Indeed, stranger love is at the heart of the New Testament message, and we find it so explicitly spelled out in the parable of the Good Samaritan. This story makes it clear that most would rather walk on the other side of the road than deal with a stranger in need. But the truly loving person will go and minister to that poor fellow, even if it is a costly thing to do.

When Jesus died for our sins on the cross, even when we were all still shaking our fists at God, this was the most complete and fundamental demonstration of this other-love. While we were yet sinners who rejected God, Christ died for us, showing us what sacrificial love is all about.

The second story very nicely illustrates just how this sacrificial love can take place in today’s self-centred world. It concerns a mother who made the ultimate sacrifice to save her own unborn daughter. The story goes like this: “An Oklahoma woman died of cancer last month after refusing chemotherapy that would have threatened the life of her unborn child.

“Stacie Crimm was 41, single, and unexpectedly pregnant, when she was diagnosed with head and neck cancer this past July. Faced with the agonizing decision of whether to expose her unborn child to a potentially fatal course of chemotherapy, Crimm decided to put her own life on the line instead.

“Her daughter, Dottie Mae, was born August 16th by emergency C-section after Crimm collapsed in her home.
Doctors managed to save the 2-pound baby and resuscitate the mother, placing both in intensive care units in separate buildings. While Crimm seemed to be improving at first, her condition soon deteriorated until three weeks later she stopped breathing and had to be resuscitated again. Her family was told that she was dying.”

This is an amazing story of courage, self-sacrifice and supreme other-love. She represents what we find in the work of Christ, but on a much smaller scale of course. And her love was for her own daughter, not a stranger, or for those in fact hostile to her. But it is nonetheless a moving and powerful image of what Christian sacrificial love is all about.

Her love contrasts so strongly with the apparent indifference and lack of love shown by the Chinese. But of course such sad stories are in fact common, and can be found all over the world. I recall many decades ago a story coming from New York about a woman being attacked while dozens, maybe even hundreds, of people stood by and did nothing.

People don’t want to get involved – they just want to make sure their own little world is OK. In a world filled with self-centred people, such cases of gross apathy and heartlessness are not surprising.
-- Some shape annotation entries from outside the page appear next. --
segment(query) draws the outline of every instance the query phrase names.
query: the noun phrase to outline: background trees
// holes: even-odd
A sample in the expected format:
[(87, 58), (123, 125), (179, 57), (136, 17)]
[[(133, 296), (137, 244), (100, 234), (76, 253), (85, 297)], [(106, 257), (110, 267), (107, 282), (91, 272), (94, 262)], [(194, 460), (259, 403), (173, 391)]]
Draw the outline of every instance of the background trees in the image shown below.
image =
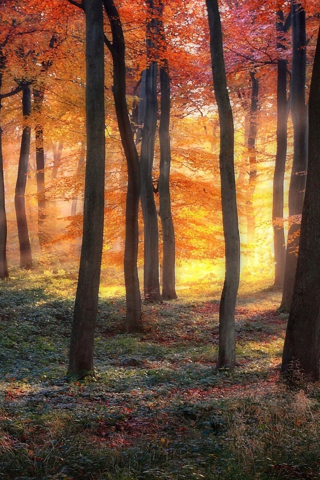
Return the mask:
[[(86, 78), (82, 48), (83, 12), (70, 4), (80, 7), (85, 4), (78, 0), (55, 0), (44, 7), (34, 0), (28, 8), (15, 0), (10, 4), (14, 24), (6, 20), (10, 14), (4, 16), (2, 20), (6, 64), (2, 70), (4, 92), (2, 122), (5, 153), (2, 210), (8, 216), (8, 250), (11, 252), (12, 264), (14, 264), (18, 248), (16, 220), (12, 220), (12, 190), (19, 156), (17, 146), (20, 145), (23, 129), (20, 115), (17, 112), (18, 108), (20, 110), (22, 90), (28, 82), (36, 94), (33, 98), (36, 108), (32, 110), (28, 122), (32, 132), (24, 202), (34, 264), (37, 265), (40, 262), (48, 268), (56, 269), (58, 257), (60, 260), (64, 256), (66, 264), (74, 260), (76, 264), (79, 258), (84, 194), (84, 169), (78, 168), (78, 164), (80, 158), (80, 164), (85, 162), (84, 100)], [(4, 4), (4, 6), (6, 8), (8, 4)], [(102, 283), (109, 291), (121, 293), (124, 292), (124, 284), (127, 296), (126, 328), (134, 331), (143, 325), (140, 322), (139, 286), (142, 270), (146, 274), (145, 298), (154, 300), (160, 299), (160, 280), (162, 282), (164, 296), (176, 296), (176, 261), (178, 289), (185, 286), (200, 288), (204, 282), (214, 286), (223, 276), (224, 244), (220, 202), (224, 198), (220, 192), (218, 153), (223, 142), (219, 139), (218, 108), (212, 96), (209, 32), (204, 5), (194, 0), (186, 0), (183, 5), (173, 0), (166, 3), (157, 0), (148, 2), (146, 6), (148, 8), (144, 9), (141, 8), (138, 0), (134, 2), (106, 0), (103, 4), (104, 40), (112, 62), (108, 61), (109, 54), (106, 50), (104, 88), (107, 108), (104, 126), (110, 160), (105, 175), (108, 181), (104, 208), (108, 222), (104, 226)], [(298, 8), (298, 4), (294, 6)], [(272, 214), (276, 236), (281, 230), (281, 238), (279, 237), (276, 243), (282, 252), (288, 230), (288, 172), (291, 168), (294, 140), (290, 116), (286, 167), (286, 170), (285, 148), (282, 148), (280, 181), (274, 198), (274, 206), (278, 204), (279, 209), (273, 214), (272, 179), (274, 158), (276, 158), (278, 166), (280, 153), (280, 150), (278, 154), (276, 152), (277, 128), (278, 146), (281, 144), (283, 147), (286, 140), (289, 92), (286, 82), (292, 70), (294, 78), (292, 44), (297, 36), (294, 34), (292, 42), (290, 36), (287, 34), (289, 23), (284, 19), (288, 14), (289, 6), (286, 2), (277, 6), (278, 30), (275, 26), (276, 12), (272, 2), (229, 1), (222, 2), (219, 6), (228, 94), (234, 125), (232, 143), (236, 206), (242, 243), (244, 247), (242, 249), (242, 278), (254, 275), (261, 276), (263, 273), (268, 274), (270, 279), (274, 260), (277, 264), (280, 264), (276, 252), (274, 256), (271, 248)], [(298, 8), (297, 15), (300, 16), (305, 10), (306, 36), (304, 44), (300, 44), (303, 48), (296, 50), (306, 57), (302, 59), (306, 66), (306, 78), (302, 79), (303, 94), (306, 94), (302, 102), (304, 112), (314, 48), (314, 32), (318, 24), (314, 15), (316, 8), (313, 2), (308, 10), (304, 4), (302, 6)], [(24, 40), (24, 46), (20, 41), (22, 38), (24, 40), (28, 39), (28, 42)], [(304, 46), (307, 41), (306, 56)], [(27, 61), (27, 57), (32, 61)], [(156, 70), (160, 70), (160, 75), (156, 74)], [(142, 74), (142, 72), (145, 73)], [(146, 77), (148, 81), (145, 81)], [(294, 90), (293, 80), (292, 83)], [(152, 86), (150, 91), (147, 88), (146, 92), (146, 86)], [(302, 92), (300, 86), (300, 91)], [(145, 115), (140, 114), (140, 118), (137, 105), (140, 98), (141, 113), (144, 96), (152, 101), (148, 106), (147, 102)], [(294, 98), (296, 98), (294, 94)], [(300, 100), (296, 98), (296, 100), (297, 105)], [(294, 109), (294, 119), (295, 115)], [(298, 116), (299, 118), (300, 116)], [(281, 127), (277, 125), (277, 120), (280, 120)], [(42, 140), (40, 149), (38, 145), (40, 130), (43, 130), (43, 149)], [(136, 132), (142, 134), (142, 144), (134, 144)], [(300, 148), (303, 144), (302, 140), (295, 140), (294, 148), (297, 145)], [(40, 165), (38, 162), (37, 166), (36, 152), (38, 150), (39, 154), (40, 150), (42, 163)], [(129, 174), (128, 181), (122, 160), (124, 157)], [(146, 211), (152, 206), (152, 228), (148, 226), (148, 220), (142, 223), (138, 210), (141, 166), (144, 166), (140, 172), (141, 178), (144, 182), (146, 180), (142, 190), (146, 192), (148, 188), (148, 201), (146, 198), (142, 200), (144, 210)], [(300, 170), (298, 168), (298, 172)], [(296, 168), (294, 171), (298, 172)], [(37, 189), (36, 178), (39, 180), (44, 174), (46, 184), (44, 187), (42, 182), (41, 189)], [(294, 174), (294, 180), (296, 180), (298, 176)], [(25, 180), (26, 174), (22, 177)], [(279, 198), (283, 194), (284, 178), (284, 207), (282, 198), (278, 202), (276, 200), (278, 194)], [(274, 181), (274, 185), (276, 184)], [(302, 193), (303, 196), (303, 188), (299, 187), (298, 190), (299, 195)], [(226, 191), (222, 186), (223, 193)], [(37, 226), (34, 207), (38, 200), (44, 200), (42, 194), (46, 196), (48, 218), (44, 223), (48, 230), (42, 232), (44, 222)], [(22, 196), (18, 196), (22, 198)], [(43, 213), (42, 208), (39, 211)], [(291, 210), (290, 214), (294, 214)], [(294, 214), (294, 218), (296, 215), (298, 216), (298, 214)], [(175, 250), (172, 248), (174, 222)], [(276, 228), (278, 225), (280, 228)], [(142, 240), (142, 228), (146, 240), (144, 250), (138, 248), (139, 234)], [(232, 228), (232, 232), (234, 230)], [(148, 250), (152, 230), (155, 232), (152, 236), (156, 240), (152, 247), (156, 254), (152, 262)], [(5, 232), (4, 226), (4, 238)], [(37, 240), (39, 234), (40, 242)], [(169, 236), (170, 240), (167, 242)], [(5, 243), (2, 242), (3, 244)], [(50, 246), (50, 252), (43, 248), (40, 251), (40, 244), (42, 246), (44, 244)], [(168, 256), (168, 244), (172, 246)], [(278, 246), (276, 250), (278, 252)], [(4, 257), (5, 248), (4, 252)], [(166, 272), (169, 256), (170, 274)], [(52, 266), (54, 262), (56, 266)], [(3, 276), (6, 276), (8, 272), (4, 260), (3, 264)], [(163, 266), (164, 272), (163, 278), (160, 275), (160, 265)], [(150, 269), (150, 266), (152, 268)], [(150, 284), (147, 270), (152, 272)], [(236, 273), (235, 277), (238, 270)], [(170, 288), (166, 284), (169, 278)], [(282, 281), (279, 280), (278, 284)], [(275, 282), (278, 284), (278, 280)]]
[(70, 342), (68, 374), (94, 370), (94, 338), (104, 235), (104, 56), (102, 0), (86, 3), (86, 163), (84, 231)]
[[(308, 172), (292, 306), (284, 347), (282, 372), (320, 378), (320, 36), (309, 97)], [(303, 119), (302, 119), (303, 120)]]
[(207, 0), (214, 94), (220, 122), (221, 201), (226, 246), (226, 276), (220, 300), (217, 368), (236, 362), (234, 310), (240, 275), (240, 238), (234, 167), (234, 123), (226, 86), (218, 2)]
What is surprising is when people love others, even strangers, and are willing to do so even at very great cost.

That is the story of Jesus, and that is the story told millions of times over by those whose lives have been transformed by Christ. Atheists may say Christianity is evil and harmful, but the very opposite is true. Such selfless sacrificial love is only available because of what Christ has done for us.

It certainly is not the product of selfish genes or the survival of the fittest. The two children mentioned above were treated in two quite different ways. These treatments ultimately reflect two contrasting worldviews. One is the gospel of self and me-first, and the other is the gospel of Christ and selfless sacrificial love, even for strangers.

All of us fit in one or the other worldviews. I used to belong to the former, but because of God’s pursuing and relentless love, I now belong to the latter. It is my hope that everyone reading this will make that leap from sin and selfishness to genuine Christian love and compassion.